Today comes the assertion by the Iranian president that Iran is a nuclear power. It seems inevitable that Iran will test a nuclear device in the near future. Soon, then, a regime lead by a certifiable lunatic who daily speaks of a future in which the United States has disappeared and threatens to wipe Israel from the map will possess nuclear weapons. Unlike other nuclear powers, and even the North Koreans, Iran is more than likely to use a nuclear bomb.
For years Iran has ignored and brushed aside warnings concerning its nuclear program, which have uttered by the United States, the European Union and Israel. President Bush has said repeatedly that an Iran with nuclear weapons is unacceptable. Yet the United States has abdicated dealing with the Iranians to the Europeans and the United Nations, with the predictable result that nothing has happened to retard the Iranian program. The President betrayed American national interest by subcontracting this issue to parties who lacked the leverage or will to effective deal with the problem.
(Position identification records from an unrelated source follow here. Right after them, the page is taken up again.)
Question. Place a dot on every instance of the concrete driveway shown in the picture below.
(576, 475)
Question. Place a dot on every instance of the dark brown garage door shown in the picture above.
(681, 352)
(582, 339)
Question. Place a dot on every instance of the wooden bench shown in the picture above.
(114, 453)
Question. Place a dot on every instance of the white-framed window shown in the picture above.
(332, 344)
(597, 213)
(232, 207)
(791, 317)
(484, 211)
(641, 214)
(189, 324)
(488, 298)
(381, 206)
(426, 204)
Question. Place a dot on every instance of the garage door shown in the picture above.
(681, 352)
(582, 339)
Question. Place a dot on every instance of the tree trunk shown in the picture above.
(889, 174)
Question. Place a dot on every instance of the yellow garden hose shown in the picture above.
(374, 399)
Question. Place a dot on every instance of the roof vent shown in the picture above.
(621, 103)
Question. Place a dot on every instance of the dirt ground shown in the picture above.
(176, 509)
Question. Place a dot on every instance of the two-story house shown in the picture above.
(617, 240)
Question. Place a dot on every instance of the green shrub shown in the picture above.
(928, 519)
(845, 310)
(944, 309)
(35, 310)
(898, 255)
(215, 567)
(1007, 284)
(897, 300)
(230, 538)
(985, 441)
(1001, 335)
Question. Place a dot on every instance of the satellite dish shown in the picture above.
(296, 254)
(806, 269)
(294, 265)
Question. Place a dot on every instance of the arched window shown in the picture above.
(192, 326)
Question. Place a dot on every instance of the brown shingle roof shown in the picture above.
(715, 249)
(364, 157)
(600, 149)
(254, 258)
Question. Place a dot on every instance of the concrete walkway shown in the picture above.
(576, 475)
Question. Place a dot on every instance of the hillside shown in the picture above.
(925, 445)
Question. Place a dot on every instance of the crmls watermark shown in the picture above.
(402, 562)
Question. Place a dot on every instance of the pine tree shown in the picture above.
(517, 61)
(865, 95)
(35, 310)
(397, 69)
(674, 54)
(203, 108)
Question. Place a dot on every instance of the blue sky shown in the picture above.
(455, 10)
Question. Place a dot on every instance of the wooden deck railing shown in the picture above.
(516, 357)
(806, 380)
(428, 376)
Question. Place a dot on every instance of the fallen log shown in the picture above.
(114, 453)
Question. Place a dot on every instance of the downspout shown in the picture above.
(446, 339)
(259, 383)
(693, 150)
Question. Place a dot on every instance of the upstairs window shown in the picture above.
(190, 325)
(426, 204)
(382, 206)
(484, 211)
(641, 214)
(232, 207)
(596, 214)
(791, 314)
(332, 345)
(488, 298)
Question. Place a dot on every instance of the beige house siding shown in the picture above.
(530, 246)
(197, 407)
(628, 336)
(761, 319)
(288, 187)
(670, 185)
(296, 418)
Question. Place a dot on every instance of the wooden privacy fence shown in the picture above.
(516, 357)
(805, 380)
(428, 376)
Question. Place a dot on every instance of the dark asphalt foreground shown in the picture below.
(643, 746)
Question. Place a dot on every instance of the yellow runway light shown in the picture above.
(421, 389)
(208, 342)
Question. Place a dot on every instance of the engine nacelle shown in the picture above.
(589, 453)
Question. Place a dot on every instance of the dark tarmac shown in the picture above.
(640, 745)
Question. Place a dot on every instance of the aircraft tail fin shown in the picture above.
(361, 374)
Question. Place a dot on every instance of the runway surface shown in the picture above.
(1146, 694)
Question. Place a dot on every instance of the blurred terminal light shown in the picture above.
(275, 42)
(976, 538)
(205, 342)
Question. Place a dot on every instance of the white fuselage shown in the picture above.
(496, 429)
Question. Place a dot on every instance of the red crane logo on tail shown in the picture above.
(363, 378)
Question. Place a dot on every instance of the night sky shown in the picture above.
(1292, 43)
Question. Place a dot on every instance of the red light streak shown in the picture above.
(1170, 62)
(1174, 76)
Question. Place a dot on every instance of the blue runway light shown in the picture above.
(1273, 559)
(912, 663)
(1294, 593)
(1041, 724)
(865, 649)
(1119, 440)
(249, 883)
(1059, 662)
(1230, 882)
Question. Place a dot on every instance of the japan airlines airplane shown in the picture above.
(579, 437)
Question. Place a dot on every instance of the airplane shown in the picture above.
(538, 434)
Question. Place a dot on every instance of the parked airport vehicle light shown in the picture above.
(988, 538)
George Bush now has a decision to make. The Iranians are counting on the president's domestic opponents and his preoccupation with Iraq preventing him from taking aggressive action to eliminate or significantly setback their nuclear program. Bush has said that a nuclear armed Iran is unacceptable. Will he act, or will the Iranians join the North Koreans in demonstrating the hollowness of American warnings?